System Performance - Chapter 2

When reading the Systems Performance: Enterprise and the Cloud, 2nd Edition (2020) by Brendan Gregg, I saw that each chapter has an Exercises section with a set of questions. This series of blogs will be my attempt to answer them and also give additional links I’ve read whilst reading the chapter. The answers might not be correct, not detailed but this is to help me explain what I learned to make sure I understand it.

You can follow system-performance-book for this series.

Exercises

Answer the following questions about key performance terminology:

What are IOPS?

Input/Output operations per second to measure the rate of the data transfer, for example, the disk IOPS refers to the number of reads and writes per second. The higher the number the better performance.

What is utilization?

Defines how busy a resource was performing work for a specific set of time, for example to serve a request 20% of the CPU is utilized.

What is saturation?

When a resource is utilized and there is no free resources left and can no longer use the resource, which leads to queueing.

What is latency?

The time taken to finish a specific request, for example, the time taken to respond to a specific request.

What is micro-benchmarking?

Create an artificial workload to test the throughput for a small part of the application or system, for example, using iperf to test the TCP throughput of the machine.

Choose five methodologies to use for your (or a hypothetical) environment. Select the order in which they can be conducted, and explain the reason for choosing each.

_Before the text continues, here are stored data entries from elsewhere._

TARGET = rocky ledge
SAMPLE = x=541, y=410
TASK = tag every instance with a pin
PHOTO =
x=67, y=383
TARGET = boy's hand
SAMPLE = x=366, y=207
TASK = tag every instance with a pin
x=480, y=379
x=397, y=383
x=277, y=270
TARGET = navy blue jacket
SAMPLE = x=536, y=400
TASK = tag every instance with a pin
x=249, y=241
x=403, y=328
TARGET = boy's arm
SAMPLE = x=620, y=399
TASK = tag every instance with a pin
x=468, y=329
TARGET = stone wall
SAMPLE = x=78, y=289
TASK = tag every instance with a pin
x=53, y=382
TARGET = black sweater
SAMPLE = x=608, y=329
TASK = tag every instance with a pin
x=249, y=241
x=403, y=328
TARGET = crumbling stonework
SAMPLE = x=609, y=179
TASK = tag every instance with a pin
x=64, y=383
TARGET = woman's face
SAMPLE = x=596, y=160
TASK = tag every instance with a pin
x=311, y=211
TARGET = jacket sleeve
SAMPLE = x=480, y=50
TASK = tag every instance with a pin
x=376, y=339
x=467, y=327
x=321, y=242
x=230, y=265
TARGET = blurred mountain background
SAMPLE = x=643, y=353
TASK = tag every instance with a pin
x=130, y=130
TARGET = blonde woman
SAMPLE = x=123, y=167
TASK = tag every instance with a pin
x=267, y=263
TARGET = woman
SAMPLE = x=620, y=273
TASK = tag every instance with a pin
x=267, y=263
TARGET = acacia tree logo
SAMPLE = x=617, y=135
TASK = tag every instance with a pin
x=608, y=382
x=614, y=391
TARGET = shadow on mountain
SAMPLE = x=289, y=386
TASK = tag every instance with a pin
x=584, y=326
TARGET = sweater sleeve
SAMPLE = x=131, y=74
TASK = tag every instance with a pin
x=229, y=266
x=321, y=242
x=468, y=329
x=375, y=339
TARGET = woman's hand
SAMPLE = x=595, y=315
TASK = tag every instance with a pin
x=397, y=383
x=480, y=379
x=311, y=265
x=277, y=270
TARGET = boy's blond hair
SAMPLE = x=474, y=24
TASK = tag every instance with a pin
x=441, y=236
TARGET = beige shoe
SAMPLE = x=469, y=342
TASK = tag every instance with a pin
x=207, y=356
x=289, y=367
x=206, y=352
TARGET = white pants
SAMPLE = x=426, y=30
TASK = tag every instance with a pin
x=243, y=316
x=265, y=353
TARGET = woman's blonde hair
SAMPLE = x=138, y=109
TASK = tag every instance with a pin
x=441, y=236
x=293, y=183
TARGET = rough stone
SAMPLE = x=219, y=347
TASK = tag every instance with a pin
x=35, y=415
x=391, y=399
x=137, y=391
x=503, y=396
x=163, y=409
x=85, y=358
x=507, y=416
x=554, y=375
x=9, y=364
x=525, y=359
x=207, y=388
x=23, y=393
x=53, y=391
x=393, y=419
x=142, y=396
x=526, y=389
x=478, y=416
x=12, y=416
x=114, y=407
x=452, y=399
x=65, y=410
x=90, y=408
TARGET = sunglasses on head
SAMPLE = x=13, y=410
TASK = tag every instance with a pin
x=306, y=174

  • Problem Statement: First define the problem by asking questions like when the problem showed up if there were any changes to the environment.
  • Request, Errors, Duration (RED): After you have the problem statement, then you need to understand how the user is perceiving this problem, are they seeing a bunch of errors or slow requests. Like this, we can understand the severity of the problem.
  • Utilization, Saturation, Error (USE): See the underlying machine of the service and see you can find the bottleneck from a hardware level.
  • Scientific Method: Now that we know the severity of the defined problem and how the service is behaving you can start creating hypothesis and test that the hypothesis with the next step which is drill-down.
  • Drill-down analysis: When we have a hypothesis, start drill-down analysis of that problem statement until you reach a dead-end or disprove your hypothesis.

Summarize problems when using average latency as a sole performance metric. Can these problems be solved by including the 99th percentile?

Averages hide details and outliers, time is also important, for example, if you take the CPU utilization 5-minute-average and it’s 50% it’s possible that the CPU spiked at 100% for 2 seconds and it doesn’t show in the average.

99th percentile can solve this since it measures the variance from the average and shows the minimum and maximum variance.